A handcrafted brick house
To reduce the risk of costly over-ordering, the architect made a 3D model to show where each one would go
While house-hunting in a village nine miles from Chester, Liz and James Williams spotted a ‘for sale’ sign peeping over a hedge and realised an infill plot was being sold for development.
A former orchard, with a garage and two derelict greenhouses, it looked so promising that they finalised their offer in just 12 hours. ‘It was a real impulse buy,’ says Liz.
The plot came with outline planning consent for a traditional four-bedroom house. ‘While we had to be sympathetic to the surrounding area, we also wanted our home to look contemporary,’ says James.
First-time self-builders Liz, 44, who designs interiors for retail stores, and James, 48, a local authority business manager, were taking a gamble as they were unsure whether a more modern house would be approved by the planners, and they had limited funds. ‘This wasn’t a vanity project,’ says James. ‘We couldn’t afford to be extravagant.’
The couple asked Liz’s dad Graham Court, who is a retired architect, to help them with the building’s orientation, scale, and size. ‘We didn’t want to approach an architect with a blank piece of paper,’ says Liz. ‘Dad gave us confidence that our proposal and budget were realistic.’
Subsequently, Liverpool-based practice Smith Young drew up plans for a three-bedroom brick house with a cantilevered, timber-clad first floor. As the back of the site is 1.5m lower than the front, the ground-floor rooms step down towards a double-height living space that leads to the garden.
‘The planners didn’t favour the timber façade,’ says lead architect Michael Young. ‘Fighting this decision would delay the project so much that the outline planning permission would have expired, so we compromised with brick detailing in place of timber cladding to break up the uniformity of the exterior.’ The amended scheme gained consent in August 2019.
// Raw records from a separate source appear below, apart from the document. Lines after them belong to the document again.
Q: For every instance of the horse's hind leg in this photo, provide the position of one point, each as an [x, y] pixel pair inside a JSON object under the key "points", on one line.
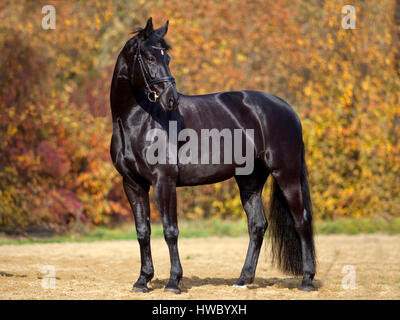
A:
{"points": [[296, 193], [250, 193], [139, 200]]}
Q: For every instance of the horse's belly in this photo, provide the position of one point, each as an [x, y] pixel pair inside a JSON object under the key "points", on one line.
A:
{"points": [[191, 174]]}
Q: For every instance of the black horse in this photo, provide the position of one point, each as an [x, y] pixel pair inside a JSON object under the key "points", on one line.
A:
{"points": [[144, 98]]}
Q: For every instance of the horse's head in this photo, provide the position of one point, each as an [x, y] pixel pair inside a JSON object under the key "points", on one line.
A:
{"points": [[150, 66]]}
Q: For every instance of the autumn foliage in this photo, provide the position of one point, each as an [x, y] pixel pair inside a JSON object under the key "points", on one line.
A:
{"points": [[55, 125]]}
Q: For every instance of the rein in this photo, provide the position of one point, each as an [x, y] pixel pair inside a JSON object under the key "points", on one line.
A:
{"points": [[151, 94]]}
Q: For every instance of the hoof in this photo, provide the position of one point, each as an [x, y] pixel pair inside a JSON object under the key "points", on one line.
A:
{"points": [[307, 288], [175, 290], [142, 289]]}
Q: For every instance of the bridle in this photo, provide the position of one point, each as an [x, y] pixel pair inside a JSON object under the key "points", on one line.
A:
{"points": [[151, 94]]}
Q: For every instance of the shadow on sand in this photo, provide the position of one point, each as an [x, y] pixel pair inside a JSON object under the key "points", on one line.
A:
{"points": [[188, 283]]}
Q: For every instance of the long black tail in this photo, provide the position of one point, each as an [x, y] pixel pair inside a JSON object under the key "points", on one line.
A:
{"points": [[285, 241]]}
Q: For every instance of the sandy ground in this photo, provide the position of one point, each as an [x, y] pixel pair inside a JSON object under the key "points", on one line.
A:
{"points": [[107, 270]]}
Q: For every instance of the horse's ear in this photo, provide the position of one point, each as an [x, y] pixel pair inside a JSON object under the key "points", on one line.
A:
{"points": [[163, 30], [148, 28]]}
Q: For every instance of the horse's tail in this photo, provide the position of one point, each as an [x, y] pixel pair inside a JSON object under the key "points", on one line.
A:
{"points": [[285, 241]]}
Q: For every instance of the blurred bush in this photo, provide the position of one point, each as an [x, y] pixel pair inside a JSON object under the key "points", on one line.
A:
{"points": [[55, 124]]}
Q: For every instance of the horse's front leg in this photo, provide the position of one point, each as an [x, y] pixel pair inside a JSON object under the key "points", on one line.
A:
{"points": [[165, 194], [139, 200]]}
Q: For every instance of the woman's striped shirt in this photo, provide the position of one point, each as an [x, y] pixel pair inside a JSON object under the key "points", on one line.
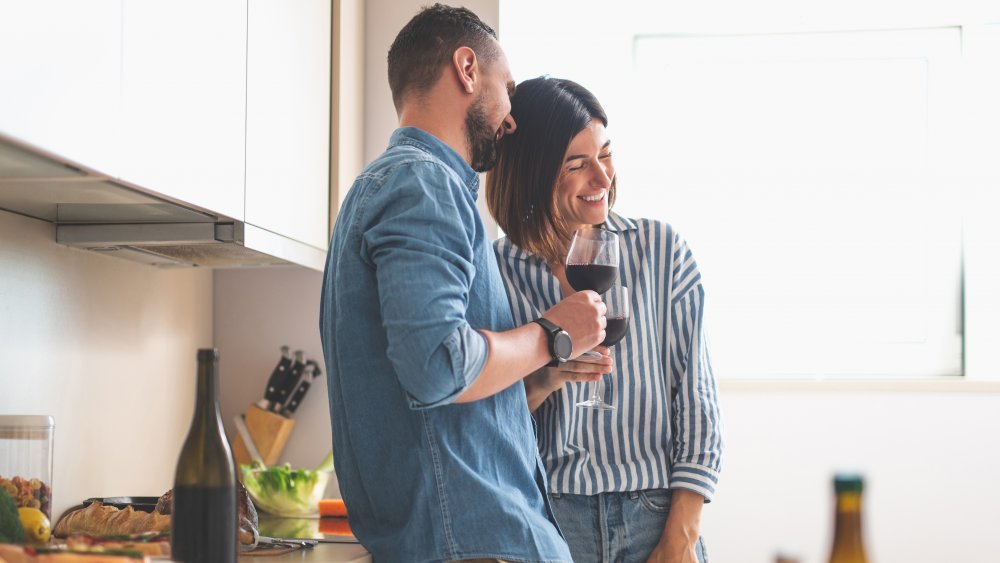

The design includes a section of recessed brick at first-floor level and raked out horizontal mortar joints below the cantilever creating long shadow lines. Steel lintels clad in brick slips give generous brick-lined window reveals.
The same cladding technique disguises the soffits on the underside of the cantilever, so the masonry appears unsupported. And to keep the walls fascia-free, a low-profile aluminium junction, where the walls meet the roof, enables the brick to stack right up to the tiles.
Michael recommended using traditionally crafted brick. ‘Seeing them pressed into moulds and loaded into the kiln at the factory, we knew they would be a worthwhile investment,’ says Liz.
Liz, James, and Michael assessed sample boards of various bricks in different lights alongside a selection of mortars, and chose an unusually long, narrow block with a slim profile and pale grey pointing.
Michael made a 3D model of the house to show where each brick would go. ‘You wouldn’t do this with standard-size materials, but it helped us ascertain the best way to set out the building,’ he says. ‘It also controlled costs as we knew precisely how many we would need. At £1.50 per brick, we didn’t want to over order.’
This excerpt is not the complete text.